Réflexions sur la véritable nature des grands gestionnaires d’actifs

14 août 2020
Dominique Lemoine

Les décisions de votation actionnariale et de placement des plus imposants gestionnaires d’actifs, c’est-à-dire Vanguard, State Street et BlackRock, ne sont pas toujours cohérentes avec leurs politiques affichées.

Dans un billet publié sur le blogue de l’école de droit de l’Université Columbia consacré aux sociétés et marchés des capitaux, une spécialiste en réglementation financière, Isabel Verkes, affirme que « les données de votation montrent que les plus imposants gestionnaires d’actifs font preuve d’un tiède appui en faveur du militantisme actionnarial pour la prise en compte de facteurs environnementaux, sociaux et de gouvernance ».

Et ce, malgré leur grand potentiel d’influence aux assemblées d’actionnaires en tant que vecteurs de changement, et malgré leurs déclarations et leurs engagements publics. Par exemple, Verkes rappelle que le chef de la direction de BlackRock, Larry Fink, plus tôt en 2020, a attiré l’attention et fait sourciller en déclarant que « pour l’avenir, l’investissement durable est la fondation la plus solide pour les portefeuilles des clients ».

Véhicules de responsabilité sociale et de placements durables?

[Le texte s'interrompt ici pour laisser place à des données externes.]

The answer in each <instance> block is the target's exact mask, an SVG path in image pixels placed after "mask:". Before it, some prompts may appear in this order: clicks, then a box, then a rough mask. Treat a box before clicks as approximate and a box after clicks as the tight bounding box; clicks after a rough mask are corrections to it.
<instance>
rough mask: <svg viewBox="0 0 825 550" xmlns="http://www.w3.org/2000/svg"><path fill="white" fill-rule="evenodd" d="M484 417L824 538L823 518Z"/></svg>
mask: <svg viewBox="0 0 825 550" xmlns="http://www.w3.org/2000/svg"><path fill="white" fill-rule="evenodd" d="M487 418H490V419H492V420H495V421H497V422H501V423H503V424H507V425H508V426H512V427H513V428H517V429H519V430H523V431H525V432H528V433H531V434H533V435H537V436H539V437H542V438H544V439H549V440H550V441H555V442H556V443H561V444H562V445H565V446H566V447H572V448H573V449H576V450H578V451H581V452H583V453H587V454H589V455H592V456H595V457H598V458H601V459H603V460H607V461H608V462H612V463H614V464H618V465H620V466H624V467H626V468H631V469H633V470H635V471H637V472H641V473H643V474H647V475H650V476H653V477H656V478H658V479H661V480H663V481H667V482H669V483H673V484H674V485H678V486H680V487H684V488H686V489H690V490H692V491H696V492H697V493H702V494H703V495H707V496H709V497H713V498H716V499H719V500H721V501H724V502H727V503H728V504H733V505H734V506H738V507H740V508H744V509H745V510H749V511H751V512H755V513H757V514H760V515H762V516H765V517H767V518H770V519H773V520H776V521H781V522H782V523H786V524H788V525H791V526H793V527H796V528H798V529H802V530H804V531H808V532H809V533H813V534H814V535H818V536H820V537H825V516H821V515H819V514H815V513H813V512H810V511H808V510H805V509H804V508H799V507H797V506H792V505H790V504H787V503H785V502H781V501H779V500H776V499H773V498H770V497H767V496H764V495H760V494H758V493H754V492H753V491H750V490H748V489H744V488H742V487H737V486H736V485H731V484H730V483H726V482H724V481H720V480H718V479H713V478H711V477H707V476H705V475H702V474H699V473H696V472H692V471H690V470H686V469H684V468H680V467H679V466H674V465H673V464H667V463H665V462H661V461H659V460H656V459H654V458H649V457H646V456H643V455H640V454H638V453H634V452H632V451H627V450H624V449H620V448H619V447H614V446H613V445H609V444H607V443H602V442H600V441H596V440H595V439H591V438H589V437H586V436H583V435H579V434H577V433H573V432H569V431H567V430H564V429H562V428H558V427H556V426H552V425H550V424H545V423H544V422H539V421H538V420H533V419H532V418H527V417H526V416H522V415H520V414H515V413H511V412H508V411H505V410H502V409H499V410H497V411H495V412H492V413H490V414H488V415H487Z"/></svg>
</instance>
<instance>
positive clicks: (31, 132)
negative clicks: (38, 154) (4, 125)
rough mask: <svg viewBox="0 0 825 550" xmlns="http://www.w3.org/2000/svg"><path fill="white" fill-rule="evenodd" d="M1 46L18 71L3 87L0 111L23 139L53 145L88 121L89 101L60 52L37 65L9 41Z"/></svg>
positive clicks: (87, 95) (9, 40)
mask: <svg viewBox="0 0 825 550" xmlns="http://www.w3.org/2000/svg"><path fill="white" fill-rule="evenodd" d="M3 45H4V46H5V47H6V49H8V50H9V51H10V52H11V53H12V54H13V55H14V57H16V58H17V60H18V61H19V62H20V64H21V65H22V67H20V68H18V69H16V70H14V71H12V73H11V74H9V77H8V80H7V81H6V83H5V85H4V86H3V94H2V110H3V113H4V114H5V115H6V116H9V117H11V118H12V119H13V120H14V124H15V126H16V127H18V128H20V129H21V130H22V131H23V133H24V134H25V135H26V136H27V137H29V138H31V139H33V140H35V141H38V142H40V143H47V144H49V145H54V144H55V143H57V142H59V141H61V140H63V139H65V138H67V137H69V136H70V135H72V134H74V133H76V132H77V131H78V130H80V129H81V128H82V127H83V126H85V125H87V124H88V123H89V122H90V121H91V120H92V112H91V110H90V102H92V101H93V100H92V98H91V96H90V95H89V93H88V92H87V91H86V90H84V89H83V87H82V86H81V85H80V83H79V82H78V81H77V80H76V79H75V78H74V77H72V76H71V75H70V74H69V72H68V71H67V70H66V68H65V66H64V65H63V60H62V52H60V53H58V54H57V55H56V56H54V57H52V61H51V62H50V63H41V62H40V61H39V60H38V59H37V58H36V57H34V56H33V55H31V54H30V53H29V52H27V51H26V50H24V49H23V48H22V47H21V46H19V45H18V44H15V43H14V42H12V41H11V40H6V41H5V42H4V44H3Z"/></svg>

Pour que ces clients puissent vérifier eux-mêmes l’alignement des gestes et des paroles, Verkes suggère qu’un meilleur accès aux données déjà publiques qui témoignent de la manière dont les plus puissants gestionnaires d’actifs intègrent des critères environnementaux, sociaux et de gouvernance à leurs décisions de votation et de placements soit accordé aux épargnants qui leur font confiance pour les représenter, donc pour voter et investir en leur nom.

Selon Verkes, actuellement, des investisseurs individuels moins connaissants en matière de composition de portefeuilles ESG ou durables « se fient » à ces gestionnaires d’actifs et investisseurs institutionnels, parce que ces derniers sont « présumés » porter attention et être sensibles à la durabilité des éléments intégrés au portefeuille, et parce qu’ils « peuvent collectivement décider du résultat des propositions environnementales et sociales aux assemblées ».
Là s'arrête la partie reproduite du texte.